At a fundamental business level, social media is a useful additional tool for communicating and collaborating with customers, colleagues and new business prospects. From an HR point of view, the social web is not only useful for recruitment but also as a knowledge network. At an employee level, social media is changing the way we work: Employees increasingly expect to be able to access personal technology and services in the workplace. As the lines between work and home life blur, staff are looking for greater flexibility in their roles; working from home is an increasing trend, but so too is ‘home-ing from work’, where staff expect to be able to perform personal tasks at work.

But social media brings risk and reward to business in equal measure. Information security is a key concern: Many organisations view social media channels as yet another route along which sensitive data can escape from the business, whether accidentally or maliciously. On top of this, senior management may be concerned about the amount of time employees spend on social networks.

This cultural shift raises new questions about trust in the workplace, the balance of power in employer / employee relationship and levels of control over people and content.

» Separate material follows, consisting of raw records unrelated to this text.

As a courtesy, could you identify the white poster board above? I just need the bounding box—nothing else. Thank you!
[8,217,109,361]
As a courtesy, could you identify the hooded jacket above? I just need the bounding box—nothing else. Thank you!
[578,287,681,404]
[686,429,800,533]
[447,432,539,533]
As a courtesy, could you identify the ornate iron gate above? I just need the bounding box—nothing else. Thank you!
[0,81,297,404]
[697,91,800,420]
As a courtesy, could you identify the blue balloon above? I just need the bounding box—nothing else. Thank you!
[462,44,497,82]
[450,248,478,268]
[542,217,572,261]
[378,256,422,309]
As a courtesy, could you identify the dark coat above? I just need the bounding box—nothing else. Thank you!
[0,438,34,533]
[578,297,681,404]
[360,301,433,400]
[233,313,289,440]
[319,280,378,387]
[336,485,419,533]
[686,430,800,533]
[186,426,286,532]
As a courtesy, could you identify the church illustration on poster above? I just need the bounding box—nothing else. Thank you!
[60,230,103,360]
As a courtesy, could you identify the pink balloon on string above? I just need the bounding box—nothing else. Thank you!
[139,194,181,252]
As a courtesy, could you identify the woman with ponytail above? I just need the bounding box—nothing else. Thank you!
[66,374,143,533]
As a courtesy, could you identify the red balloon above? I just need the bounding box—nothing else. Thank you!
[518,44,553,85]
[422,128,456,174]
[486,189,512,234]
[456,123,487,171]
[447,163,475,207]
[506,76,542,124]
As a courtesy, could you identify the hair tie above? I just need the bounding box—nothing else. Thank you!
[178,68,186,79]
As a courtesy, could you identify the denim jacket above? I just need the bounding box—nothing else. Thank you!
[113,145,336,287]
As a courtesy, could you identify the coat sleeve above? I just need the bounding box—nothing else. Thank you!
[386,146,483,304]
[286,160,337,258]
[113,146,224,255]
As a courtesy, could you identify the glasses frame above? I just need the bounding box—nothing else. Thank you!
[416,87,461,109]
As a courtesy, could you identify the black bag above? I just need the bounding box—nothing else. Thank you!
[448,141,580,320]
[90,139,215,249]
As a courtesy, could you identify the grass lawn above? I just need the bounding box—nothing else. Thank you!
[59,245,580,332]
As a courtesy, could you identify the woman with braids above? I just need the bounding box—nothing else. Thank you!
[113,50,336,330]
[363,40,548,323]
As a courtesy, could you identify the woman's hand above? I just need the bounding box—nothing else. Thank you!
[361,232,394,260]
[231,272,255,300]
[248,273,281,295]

Organisations using content and web security technology can manage the way their staff use email and the internet without having to resort to a default position of mistrust. With a whopping third of ANZ employers completely blocking social media access at work, there’s a real danger of throwing the benefits of collaboration out with the risks.


It doesn’t have to be that way.

Trust breeds responsibility: People underestimate the amount of company time they spend on personal browsing. Allow staff to view their own web usage and foster more responsible behaviour without undermining trust.


Know limits: Set clear limits on personal surfing and communicate them to users. Alert them when they are approaching their limit. Help your people to play by the rules.


Share the load: Spread responsibility for usage reporting among managers and department heads so everyone gets to see how their usage impacts on the rest of the organisation. This also gives managers greater control and visibility into usage.


Need to know: Yes, you need reports and visibility. What you don’t need is employee data becoming common knowledge. Access control means reporting can be adjusted on a need-to-know basis.